300 journalists have misplaced their jobs at The Washington Publish. Over 300,000 readers have canceled their subscriptions. Proprietor Jeff Bezos, who bought the legendary publication in 2013, has pushed his repute into the bottom through the use of his huge empire to churn out content material designed to make President Donald Trump joyful: Amazon MGM Studios spent $40 million to provide a fawning documentary about Melania Trump, which premiered days earlier than the Publish despatched out mass layoff notices. And but, he’s gotten nothing out of his makes an attempt to suck as much as Donald Trump — not less than, nothing that’s a internet constructive to his backside line.

Which begs the cynical query: Why does he even personal The Washington Publish in any respect?

The Trump period is, in spite of everything, a cynical and transactional time. Billionaires, CEOs, and world leaders have rapidly realized that sucking as much as Trump will get them what they need — pardons, tariff exemption, an export management lifted, a merger deal authorized, an investigation quashed. And in terms of media firms, the Paramount-Skydance merger has set the bar for sucking as much as Trump. To ensure that the merger to get regulatory approval, Skydance CEO David Ellison pushed CBS to settle a defamation swimsuit filed by Trump, canceled The Late Present with Stephen Colbert, and employed Bari Weiss, a right-wing Substacker with nearly no newsroom management expertise, as CBS Information’s editor-in-chief. In brief, Ellison needed to decide to neutering CBS’s capability to criticize Trump. However he did get a $28 billion merger out of it.

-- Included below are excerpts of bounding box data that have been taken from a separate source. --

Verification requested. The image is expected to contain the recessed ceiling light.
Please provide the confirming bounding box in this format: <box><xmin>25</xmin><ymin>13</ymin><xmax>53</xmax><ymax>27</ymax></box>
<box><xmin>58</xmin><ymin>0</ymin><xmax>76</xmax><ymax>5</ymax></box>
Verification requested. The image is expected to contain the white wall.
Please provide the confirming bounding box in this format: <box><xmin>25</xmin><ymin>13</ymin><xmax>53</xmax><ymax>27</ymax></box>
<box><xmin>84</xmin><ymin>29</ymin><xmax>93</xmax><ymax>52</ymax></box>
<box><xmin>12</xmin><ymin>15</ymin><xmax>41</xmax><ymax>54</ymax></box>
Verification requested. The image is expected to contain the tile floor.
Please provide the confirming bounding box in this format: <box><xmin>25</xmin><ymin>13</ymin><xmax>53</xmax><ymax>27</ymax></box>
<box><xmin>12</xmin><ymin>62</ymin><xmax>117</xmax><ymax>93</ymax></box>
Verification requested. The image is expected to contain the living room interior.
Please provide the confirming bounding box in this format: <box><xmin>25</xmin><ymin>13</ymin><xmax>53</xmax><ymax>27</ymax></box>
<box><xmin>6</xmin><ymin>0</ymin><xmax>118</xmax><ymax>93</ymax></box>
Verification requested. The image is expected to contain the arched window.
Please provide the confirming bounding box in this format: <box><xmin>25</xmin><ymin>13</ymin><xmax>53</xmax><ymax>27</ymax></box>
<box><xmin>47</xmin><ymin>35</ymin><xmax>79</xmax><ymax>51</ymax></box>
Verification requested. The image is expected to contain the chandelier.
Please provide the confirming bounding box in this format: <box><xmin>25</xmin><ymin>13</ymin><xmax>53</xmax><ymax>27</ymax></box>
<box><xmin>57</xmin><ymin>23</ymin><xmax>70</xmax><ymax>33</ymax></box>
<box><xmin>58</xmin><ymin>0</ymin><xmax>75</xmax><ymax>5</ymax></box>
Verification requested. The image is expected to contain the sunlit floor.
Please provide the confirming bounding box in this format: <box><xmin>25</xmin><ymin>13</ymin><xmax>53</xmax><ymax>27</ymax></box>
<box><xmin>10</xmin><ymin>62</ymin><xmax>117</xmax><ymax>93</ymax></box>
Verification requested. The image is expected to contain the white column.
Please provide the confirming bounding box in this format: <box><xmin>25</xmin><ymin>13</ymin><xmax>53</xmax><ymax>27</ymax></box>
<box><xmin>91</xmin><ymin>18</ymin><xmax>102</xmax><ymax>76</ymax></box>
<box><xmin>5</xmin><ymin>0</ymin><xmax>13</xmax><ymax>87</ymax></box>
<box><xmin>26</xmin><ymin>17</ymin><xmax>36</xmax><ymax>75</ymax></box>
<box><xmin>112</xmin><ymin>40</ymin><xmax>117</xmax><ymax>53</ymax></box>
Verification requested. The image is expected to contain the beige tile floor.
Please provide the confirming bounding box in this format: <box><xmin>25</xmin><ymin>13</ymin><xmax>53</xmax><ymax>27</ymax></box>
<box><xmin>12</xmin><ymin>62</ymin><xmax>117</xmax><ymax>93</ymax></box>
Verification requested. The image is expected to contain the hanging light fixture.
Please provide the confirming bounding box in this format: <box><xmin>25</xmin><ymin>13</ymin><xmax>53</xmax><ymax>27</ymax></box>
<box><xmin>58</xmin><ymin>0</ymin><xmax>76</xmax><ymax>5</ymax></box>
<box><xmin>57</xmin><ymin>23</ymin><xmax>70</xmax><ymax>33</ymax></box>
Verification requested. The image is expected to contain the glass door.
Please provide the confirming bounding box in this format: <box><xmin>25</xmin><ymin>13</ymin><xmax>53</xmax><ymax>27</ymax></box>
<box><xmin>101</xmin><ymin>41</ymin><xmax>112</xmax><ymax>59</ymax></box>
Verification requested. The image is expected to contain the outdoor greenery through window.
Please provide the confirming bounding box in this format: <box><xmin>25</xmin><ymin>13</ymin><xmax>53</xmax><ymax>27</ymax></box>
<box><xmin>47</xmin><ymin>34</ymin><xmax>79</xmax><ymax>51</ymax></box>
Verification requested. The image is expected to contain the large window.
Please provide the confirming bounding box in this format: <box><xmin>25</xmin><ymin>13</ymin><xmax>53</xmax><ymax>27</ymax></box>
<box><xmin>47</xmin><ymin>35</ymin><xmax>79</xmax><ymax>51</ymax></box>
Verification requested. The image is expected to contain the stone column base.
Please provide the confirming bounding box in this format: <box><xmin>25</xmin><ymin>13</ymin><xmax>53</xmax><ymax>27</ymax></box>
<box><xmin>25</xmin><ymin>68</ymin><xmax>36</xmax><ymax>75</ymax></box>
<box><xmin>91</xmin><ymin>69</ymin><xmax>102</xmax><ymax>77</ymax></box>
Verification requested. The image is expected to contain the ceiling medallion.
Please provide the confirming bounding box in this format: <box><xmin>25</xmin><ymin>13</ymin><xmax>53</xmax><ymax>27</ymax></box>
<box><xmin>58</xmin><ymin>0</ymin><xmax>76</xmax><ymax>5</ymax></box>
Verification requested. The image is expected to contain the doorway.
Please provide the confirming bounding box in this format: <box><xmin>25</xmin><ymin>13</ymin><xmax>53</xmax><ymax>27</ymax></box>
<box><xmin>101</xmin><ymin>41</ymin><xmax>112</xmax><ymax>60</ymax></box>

Bezos’ media performs, alternatively, appear self-contradictory. Financing a fawning documentary about Melania Trump doesn’t mesh with proudly owning a media firm with a 150-year-old legacy of holding politicians accountable, particularly one which famously held Trump accountable throughout his first administration. (If the aim was to neuter the Publish too, then bafflingly, his deputy, Will Lewis, fired everybody besides for these on the political desks.) Even his try to separate the political beliefs from the Publish’s journalism, an try to have it each methods, backfired. After he introduced that the opinion web page would now mirror extra conservative views, reporters started leaving the Publish in droves, and subscriber numbers plummeted even additional. Because the Publish’s former editor-in-chief Marty Baron put it in a column shortly after the layoffs, it was “near-instant, self-inflicted model destruction.”

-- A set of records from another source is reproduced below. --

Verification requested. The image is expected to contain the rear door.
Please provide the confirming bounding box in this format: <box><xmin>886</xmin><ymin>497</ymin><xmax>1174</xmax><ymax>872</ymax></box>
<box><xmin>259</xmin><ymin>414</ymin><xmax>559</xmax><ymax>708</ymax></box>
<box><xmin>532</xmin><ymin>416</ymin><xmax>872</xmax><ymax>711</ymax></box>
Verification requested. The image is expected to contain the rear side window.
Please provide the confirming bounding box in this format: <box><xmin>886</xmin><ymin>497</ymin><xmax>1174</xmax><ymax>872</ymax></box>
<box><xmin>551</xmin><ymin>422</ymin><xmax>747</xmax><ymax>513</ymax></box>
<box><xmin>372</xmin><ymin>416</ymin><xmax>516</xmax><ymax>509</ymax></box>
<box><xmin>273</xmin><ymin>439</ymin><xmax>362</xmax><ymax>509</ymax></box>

One may argue — as WaPo insiders must media reporters — that the layoffs had been obligatory as a result of the paper was shedding cash. However billionaires have loads of face-saving methods to get an unprofitable media outlet off their palms, in a way that doesn’t embrace mass layoffs (or not less than, offloads the layoffs onto its subsequent proprietor). The Philadelphia Inquirer, for example, had been donated by its billionaire proprietor to a nonprofit, whereas Fb billionaire Chris Hughes ended up selling The New Republic to Win McCormack after his personal failed try to reshape the 100-year-old journal. The Publish, which had grown its digital viewers all through Bezos’ possession, would have instantly attracted patrons: final yr, tech journalist Kara Swisher introduced that she and a number of other buyers had been ready to buy the Publish from Bezos, however reportedly by no means heard again from him.

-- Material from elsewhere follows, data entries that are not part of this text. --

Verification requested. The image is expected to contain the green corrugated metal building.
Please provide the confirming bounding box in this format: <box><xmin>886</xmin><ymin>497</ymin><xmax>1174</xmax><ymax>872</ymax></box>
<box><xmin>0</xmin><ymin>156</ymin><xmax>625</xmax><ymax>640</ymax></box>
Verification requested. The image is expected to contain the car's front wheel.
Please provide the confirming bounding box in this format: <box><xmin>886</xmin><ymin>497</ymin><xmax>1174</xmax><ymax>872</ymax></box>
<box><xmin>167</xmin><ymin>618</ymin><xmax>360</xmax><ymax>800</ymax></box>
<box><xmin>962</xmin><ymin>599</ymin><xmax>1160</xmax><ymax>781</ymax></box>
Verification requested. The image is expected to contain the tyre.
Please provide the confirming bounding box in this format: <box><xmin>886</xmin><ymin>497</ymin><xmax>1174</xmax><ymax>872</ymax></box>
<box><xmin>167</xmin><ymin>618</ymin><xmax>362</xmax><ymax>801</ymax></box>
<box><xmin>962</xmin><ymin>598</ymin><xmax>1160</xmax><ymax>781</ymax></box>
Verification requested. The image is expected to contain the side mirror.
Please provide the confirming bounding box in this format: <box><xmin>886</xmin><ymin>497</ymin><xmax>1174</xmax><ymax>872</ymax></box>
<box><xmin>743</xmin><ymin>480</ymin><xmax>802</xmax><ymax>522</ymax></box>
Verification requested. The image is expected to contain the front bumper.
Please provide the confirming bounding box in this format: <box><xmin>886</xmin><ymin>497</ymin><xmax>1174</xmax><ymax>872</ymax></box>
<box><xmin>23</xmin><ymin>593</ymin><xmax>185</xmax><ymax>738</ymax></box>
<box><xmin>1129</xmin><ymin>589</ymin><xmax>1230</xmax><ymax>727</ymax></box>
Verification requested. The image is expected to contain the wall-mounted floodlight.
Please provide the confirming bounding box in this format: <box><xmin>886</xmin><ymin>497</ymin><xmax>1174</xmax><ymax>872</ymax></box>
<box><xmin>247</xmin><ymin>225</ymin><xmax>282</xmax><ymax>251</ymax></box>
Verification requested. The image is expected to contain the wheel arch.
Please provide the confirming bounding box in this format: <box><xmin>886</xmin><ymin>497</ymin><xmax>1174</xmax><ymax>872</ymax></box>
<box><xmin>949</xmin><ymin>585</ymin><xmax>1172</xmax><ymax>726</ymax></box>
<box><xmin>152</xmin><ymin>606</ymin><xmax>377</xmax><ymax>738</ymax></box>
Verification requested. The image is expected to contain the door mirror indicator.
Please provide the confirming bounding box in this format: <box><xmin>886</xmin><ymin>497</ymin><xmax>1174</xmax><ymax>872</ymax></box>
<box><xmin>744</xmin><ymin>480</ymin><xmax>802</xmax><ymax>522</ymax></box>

Maybe Bezos must suck as much as Trump to additional Amazon’s pursuits, which might make extra sense if Bezos nonetheless ran the corporate. Besides he doesn’t. He stepped down as CEO in 2021. Amazon, whose subsidiary AWS holds the lion’s share of federal authorities contracts, has been in a position to independently suck as much as Trump through donations to the White Home’s new ballroom fund. (Admittedly, Bezos’ authorities contracts with NASA are on the desk, and he was reportedly noticed hanging out with Protection Secretary Pete Hegseth at a Blue Origin facility in Florida on the day of the Publish layoffs.)

Perhaps this pile of self-contradictions — or, as he once described his ownership of the Post, a “complexifier” — was inevitable when Trump got here again into workplace and made it clear that he would punish the Large Tech entities that displeased him. However there’s no clear and logical clarification for why Bezos goes about his supplication: not one which makes monetary sense, nor one which instantly furthers his personal political standing with Trump, nor one which reaffirms the dedication he as soon as made to defending the First Modification. And that lack of readability solely makes the Publish’s decapitation much more mindless.